How can I do K-means clustering of time series data? I understand how this works when the input data is a set of points, but I don't know how to cluster a time series with 1XM, where M is the data length. In particular, I'm not sure how to update the mean of the cluster for time series data.
I have a set of labelled time series, and I want to use the K-means algorithm to check whether I will get back a similar label or not. My X matrix will be N X M, where N is number of time series and M is data length as mentioned above.
Does anyone know how to do this? For example, how could I modify this k-means MATLAB code so that it would work for time series data? Also, I would like to be able to use different distance metrics besides Euclidean distance.
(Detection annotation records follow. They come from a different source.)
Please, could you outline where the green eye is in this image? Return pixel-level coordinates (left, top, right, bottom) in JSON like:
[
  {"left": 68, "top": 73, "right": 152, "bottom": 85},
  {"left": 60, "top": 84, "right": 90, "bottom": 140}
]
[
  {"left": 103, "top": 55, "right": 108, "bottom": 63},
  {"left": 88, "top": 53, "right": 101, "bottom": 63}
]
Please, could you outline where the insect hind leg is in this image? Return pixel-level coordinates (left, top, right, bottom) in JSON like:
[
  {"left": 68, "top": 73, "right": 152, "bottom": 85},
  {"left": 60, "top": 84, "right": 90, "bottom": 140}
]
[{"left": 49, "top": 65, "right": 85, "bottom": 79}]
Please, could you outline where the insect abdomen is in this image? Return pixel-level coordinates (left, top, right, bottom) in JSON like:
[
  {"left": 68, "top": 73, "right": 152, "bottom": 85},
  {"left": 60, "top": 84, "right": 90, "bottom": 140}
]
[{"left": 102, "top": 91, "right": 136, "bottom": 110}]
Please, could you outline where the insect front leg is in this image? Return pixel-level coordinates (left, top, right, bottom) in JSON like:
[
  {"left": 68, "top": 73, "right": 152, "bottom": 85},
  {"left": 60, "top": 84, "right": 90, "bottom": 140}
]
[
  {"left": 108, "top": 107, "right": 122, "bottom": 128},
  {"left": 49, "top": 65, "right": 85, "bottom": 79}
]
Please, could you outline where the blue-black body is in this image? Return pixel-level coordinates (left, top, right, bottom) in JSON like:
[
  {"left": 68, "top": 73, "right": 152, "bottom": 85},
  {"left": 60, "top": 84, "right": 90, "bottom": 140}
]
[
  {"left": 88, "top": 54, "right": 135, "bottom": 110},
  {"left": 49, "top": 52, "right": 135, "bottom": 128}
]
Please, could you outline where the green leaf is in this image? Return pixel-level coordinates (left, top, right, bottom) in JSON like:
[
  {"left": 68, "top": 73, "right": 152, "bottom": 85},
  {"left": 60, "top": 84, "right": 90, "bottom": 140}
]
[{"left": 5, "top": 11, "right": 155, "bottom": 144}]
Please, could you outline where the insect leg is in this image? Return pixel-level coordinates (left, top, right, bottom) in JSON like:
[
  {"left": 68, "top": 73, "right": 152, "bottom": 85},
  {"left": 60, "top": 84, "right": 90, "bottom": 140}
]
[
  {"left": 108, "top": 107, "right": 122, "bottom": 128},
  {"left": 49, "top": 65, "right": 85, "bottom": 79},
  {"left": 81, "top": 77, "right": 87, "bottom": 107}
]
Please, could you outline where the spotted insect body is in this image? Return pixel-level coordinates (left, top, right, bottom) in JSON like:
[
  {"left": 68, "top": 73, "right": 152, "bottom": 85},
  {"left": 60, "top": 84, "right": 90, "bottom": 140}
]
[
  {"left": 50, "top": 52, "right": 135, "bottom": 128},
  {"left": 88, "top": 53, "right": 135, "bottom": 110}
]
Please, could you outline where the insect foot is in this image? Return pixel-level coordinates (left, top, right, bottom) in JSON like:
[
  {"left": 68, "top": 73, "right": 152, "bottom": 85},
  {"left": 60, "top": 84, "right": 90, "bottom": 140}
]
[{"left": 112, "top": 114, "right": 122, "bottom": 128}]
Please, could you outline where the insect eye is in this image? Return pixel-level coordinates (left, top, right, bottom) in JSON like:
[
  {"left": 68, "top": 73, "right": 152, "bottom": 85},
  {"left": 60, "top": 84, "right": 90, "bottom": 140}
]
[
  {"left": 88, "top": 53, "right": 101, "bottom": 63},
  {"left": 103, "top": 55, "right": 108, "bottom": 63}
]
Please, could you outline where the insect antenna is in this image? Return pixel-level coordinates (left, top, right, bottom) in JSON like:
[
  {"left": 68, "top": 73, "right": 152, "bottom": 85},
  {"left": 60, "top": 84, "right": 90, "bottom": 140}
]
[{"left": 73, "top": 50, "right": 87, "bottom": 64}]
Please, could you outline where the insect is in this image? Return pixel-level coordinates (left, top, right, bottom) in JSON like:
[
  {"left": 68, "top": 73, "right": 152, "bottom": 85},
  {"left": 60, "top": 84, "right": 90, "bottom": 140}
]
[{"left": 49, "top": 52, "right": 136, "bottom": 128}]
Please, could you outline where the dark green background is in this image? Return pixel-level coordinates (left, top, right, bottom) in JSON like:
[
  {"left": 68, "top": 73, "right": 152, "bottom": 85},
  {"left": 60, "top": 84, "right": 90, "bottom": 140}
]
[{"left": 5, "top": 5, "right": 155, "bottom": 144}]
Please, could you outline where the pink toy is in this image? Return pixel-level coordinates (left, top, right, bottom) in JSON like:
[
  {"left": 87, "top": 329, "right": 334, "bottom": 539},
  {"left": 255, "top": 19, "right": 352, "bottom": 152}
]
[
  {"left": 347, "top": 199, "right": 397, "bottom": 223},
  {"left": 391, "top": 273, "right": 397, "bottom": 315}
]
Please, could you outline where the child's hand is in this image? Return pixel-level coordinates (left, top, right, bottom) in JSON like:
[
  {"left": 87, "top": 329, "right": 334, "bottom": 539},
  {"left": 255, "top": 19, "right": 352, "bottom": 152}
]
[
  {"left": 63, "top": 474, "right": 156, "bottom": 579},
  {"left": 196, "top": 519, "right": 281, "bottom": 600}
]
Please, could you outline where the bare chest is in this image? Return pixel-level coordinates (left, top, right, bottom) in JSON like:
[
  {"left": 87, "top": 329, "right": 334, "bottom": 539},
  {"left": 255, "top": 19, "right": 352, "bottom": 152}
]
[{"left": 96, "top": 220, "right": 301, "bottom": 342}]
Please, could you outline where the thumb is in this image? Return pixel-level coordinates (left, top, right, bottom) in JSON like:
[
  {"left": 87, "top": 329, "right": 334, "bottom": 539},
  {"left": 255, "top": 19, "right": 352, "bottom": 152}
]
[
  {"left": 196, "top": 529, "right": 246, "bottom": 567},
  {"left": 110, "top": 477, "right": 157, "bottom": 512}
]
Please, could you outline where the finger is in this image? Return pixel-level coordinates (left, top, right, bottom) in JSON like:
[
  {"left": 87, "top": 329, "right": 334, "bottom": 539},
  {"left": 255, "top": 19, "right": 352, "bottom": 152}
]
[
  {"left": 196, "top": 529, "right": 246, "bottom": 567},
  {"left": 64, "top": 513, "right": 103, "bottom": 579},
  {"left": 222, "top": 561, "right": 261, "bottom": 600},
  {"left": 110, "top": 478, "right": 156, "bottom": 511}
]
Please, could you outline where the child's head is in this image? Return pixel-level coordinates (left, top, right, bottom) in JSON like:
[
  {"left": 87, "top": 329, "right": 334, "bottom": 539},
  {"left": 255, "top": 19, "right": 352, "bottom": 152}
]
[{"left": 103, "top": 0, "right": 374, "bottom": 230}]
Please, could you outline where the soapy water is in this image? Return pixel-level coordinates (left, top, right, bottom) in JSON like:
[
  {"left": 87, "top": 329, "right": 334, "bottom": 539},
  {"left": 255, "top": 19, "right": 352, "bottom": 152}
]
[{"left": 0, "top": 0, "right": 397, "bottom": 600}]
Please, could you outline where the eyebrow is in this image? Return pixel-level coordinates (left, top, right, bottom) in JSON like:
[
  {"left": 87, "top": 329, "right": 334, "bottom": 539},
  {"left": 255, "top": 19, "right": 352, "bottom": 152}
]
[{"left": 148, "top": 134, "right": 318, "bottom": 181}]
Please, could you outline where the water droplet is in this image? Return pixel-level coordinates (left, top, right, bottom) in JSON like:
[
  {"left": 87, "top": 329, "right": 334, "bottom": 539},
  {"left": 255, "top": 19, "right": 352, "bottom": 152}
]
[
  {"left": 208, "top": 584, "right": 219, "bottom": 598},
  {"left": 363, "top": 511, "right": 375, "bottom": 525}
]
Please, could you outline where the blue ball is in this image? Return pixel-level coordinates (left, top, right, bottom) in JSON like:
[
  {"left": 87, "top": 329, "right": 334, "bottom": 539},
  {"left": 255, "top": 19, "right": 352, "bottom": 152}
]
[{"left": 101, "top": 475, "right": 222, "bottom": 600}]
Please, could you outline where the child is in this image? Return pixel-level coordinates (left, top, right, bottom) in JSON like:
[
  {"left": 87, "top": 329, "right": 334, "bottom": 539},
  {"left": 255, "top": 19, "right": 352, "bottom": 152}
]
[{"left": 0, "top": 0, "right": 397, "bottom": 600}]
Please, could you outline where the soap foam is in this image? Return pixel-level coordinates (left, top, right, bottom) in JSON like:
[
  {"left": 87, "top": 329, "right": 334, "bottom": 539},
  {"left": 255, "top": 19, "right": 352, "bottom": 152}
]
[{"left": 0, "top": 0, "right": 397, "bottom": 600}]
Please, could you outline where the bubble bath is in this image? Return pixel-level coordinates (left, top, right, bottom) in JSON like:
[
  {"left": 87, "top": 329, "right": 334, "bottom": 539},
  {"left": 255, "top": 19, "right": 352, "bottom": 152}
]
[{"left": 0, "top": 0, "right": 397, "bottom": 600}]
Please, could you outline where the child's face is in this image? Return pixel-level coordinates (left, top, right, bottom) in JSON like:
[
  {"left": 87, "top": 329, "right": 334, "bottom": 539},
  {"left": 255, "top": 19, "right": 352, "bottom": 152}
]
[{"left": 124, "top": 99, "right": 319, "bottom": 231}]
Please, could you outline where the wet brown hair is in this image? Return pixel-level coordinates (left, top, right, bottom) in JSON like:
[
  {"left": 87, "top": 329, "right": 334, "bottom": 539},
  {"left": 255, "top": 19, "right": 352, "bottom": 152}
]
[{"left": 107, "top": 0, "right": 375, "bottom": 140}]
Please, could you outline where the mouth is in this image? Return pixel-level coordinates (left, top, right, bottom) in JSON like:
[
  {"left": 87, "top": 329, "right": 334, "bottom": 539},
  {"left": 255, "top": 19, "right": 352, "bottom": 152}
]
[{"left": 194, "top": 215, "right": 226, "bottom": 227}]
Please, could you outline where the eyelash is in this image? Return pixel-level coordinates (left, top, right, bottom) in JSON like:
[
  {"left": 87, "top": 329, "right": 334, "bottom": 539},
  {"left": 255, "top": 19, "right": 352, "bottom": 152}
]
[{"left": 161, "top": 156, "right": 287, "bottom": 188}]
To better illustrate my doubts, here is the code I modified for time series data:
% Check if second input is centroids
if ~isscalar(k)
c=k;
k=size(c,1);
else
c=X(ceil(rand(k,1)*n),:); % assign centroid randomly at start
end
% allocating variables
g0=ones(n,1);
gIdx=zeros(n,1);
D=zeros(n,k);
% Main loop converge if previous partition is the same as current
while any(g0~=gIdx)
% disp(sum(g0~=gIdx))
g0=gIdx;
% Loop for each centroid
for t=1:k
% d=zeros(n,1);
% Loop for each dimension
for s=1:n
D(s,t) = sqrt(sum((X(s,:)-c(t,:)).^2));
end
end
% Partition data to closest centroids
[z,gIdx]=min(D,[],2);
% Update centroids using means of partitions
for t=1:k
% Is this how we calculate new mean of the time series?
c(t,:)=mean(X(gIdx==t,:));
end
end
Time series are usually high-dimensional. And you need specialized distance function to compare them for similarity. Plus, there might be outliers.
k-means is designed for low-dimensional spaces with a (meaningful) euclidean distance. It is not very robust towards outliers, as it puts squared weight on them.
Doesn't sound like a good idea to me to use k-means on time series data. Try looking into more modern, robust clustering algorithms. Many will allow you to use arbitrary distance functions, including time series distances such as DTW.